When I heard the news that a Scottish court case was to be broadcast for the first time ever, I wasn’t entirely comfortable with the prospect.
My gut feeling on this is that trials should not be seen as entertainment and we should leave the legal professionals to get on with it.
On the other hand, the argument that trials are hugely in the public interest and should be accessible is a powerful one.
After realising it was to be a hearing for Alistair Carmichael, the idea sat a little better with me, as surely if anyone can handle pressure from the media and should be held publicly accountable, it’s an MP.
No less than a couple of days later, the announcement came that Alexander Pacteau’s sentencing was to be broadcast live.
During sentencing for the murder of Karen Buckley, viewers could watch Judge Lady Rae hand out a 23 year sentence and special permission was granted for journalists to tweet live from court, something which is usually forbidden.
There seems to be a move towards televised court proceedings in Scotland and although I think the two that have appeared on air so far can be justified, I’m not sure it’s something I would like to see becoming the norm.

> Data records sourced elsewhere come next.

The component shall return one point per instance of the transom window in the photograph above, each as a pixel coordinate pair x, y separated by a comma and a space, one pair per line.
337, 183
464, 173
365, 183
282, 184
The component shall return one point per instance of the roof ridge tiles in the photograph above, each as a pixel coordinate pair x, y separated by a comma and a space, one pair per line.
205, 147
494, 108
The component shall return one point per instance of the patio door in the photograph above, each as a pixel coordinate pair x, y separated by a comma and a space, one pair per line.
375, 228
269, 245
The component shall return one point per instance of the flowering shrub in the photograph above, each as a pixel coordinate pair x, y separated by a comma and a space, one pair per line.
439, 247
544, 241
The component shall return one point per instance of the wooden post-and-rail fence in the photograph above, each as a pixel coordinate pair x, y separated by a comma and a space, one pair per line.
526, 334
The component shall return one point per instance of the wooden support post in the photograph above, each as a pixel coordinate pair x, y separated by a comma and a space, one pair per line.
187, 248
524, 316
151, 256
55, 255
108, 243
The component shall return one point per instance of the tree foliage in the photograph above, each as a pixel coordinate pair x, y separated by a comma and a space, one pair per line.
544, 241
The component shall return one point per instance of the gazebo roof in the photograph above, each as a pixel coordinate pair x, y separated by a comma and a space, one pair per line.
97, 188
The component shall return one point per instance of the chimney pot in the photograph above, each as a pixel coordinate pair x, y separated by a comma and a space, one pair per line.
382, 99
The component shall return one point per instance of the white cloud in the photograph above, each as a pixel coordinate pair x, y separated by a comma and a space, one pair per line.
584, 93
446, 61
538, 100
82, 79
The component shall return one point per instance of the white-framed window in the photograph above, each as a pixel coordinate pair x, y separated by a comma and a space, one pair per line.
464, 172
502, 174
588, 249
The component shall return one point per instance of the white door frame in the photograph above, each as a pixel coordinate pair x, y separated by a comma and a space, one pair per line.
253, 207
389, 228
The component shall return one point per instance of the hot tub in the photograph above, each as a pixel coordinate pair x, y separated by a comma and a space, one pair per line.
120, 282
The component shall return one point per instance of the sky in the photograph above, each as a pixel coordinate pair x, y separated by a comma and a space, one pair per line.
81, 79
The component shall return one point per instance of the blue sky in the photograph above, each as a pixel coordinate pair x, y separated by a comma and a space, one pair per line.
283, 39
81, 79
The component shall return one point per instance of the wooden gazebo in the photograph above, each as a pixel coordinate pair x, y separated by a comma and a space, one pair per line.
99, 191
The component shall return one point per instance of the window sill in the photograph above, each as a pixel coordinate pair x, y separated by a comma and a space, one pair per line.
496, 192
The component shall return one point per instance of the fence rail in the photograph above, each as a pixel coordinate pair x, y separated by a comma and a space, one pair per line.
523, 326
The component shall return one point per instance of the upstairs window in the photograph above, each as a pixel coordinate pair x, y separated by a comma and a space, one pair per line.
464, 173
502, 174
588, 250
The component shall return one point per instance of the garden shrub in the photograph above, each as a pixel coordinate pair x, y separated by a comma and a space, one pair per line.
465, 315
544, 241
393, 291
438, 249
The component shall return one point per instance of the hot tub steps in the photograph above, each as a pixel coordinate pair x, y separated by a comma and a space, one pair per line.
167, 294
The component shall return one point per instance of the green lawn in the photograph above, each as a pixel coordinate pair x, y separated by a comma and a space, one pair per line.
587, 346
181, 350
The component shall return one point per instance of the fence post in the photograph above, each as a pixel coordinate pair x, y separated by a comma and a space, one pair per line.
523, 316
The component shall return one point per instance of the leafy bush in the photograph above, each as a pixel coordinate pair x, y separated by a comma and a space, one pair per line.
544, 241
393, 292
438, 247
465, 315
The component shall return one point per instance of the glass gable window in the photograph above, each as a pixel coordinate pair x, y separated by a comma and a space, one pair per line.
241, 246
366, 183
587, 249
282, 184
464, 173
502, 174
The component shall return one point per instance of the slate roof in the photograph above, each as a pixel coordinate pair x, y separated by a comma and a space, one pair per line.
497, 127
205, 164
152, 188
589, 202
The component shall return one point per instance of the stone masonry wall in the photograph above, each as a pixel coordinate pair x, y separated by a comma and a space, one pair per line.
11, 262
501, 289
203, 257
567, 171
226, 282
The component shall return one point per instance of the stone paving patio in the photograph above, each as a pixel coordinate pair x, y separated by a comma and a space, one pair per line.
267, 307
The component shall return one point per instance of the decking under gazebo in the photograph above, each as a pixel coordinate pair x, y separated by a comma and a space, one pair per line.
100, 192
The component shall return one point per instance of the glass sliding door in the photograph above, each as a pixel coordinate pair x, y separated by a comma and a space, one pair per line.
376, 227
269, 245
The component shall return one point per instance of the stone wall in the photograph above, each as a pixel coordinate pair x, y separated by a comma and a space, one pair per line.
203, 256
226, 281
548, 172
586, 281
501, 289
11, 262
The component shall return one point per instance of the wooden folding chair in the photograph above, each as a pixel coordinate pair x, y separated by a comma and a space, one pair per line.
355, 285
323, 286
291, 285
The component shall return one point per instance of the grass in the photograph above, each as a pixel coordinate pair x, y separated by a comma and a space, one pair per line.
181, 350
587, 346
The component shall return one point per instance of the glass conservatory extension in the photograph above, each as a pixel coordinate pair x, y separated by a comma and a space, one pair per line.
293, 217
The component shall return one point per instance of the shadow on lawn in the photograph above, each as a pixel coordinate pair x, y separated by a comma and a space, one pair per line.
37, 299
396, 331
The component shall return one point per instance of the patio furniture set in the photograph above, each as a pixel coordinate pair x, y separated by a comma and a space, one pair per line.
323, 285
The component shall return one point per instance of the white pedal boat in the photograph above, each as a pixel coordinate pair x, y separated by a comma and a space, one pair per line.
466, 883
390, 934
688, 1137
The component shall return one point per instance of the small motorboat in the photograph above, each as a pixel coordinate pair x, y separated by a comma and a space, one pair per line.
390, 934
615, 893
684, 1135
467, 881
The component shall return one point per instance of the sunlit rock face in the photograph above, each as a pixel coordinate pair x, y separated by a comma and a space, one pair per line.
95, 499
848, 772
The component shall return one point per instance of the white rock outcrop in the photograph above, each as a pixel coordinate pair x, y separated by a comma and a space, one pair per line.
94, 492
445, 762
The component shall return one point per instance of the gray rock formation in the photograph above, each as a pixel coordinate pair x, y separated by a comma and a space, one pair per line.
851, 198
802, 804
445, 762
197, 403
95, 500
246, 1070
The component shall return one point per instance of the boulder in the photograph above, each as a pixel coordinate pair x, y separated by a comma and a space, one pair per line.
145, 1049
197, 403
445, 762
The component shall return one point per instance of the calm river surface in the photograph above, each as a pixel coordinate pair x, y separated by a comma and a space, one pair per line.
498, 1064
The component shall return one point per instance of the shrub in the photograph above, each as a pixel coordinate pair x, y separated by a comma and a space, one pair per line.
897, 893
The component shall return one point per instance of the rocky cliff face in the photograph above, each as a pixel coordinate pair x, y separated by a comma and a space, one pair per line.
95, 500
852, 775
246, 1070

The reality of a hearing or even a criminal trial is far removed from typical court room dramas we see on prime time slots and some viewers were not at all impressed with what they saw in the Carmichael hearing. Court room drama it was not!
I think it’s fair to say these two examples have been handled appropriately and if it allows people to learn about the legal world, it can only be a good thing.
But to me, trials should not be seen as some kind of reality show and there’s a danger this could happen if they are broadcast regularly.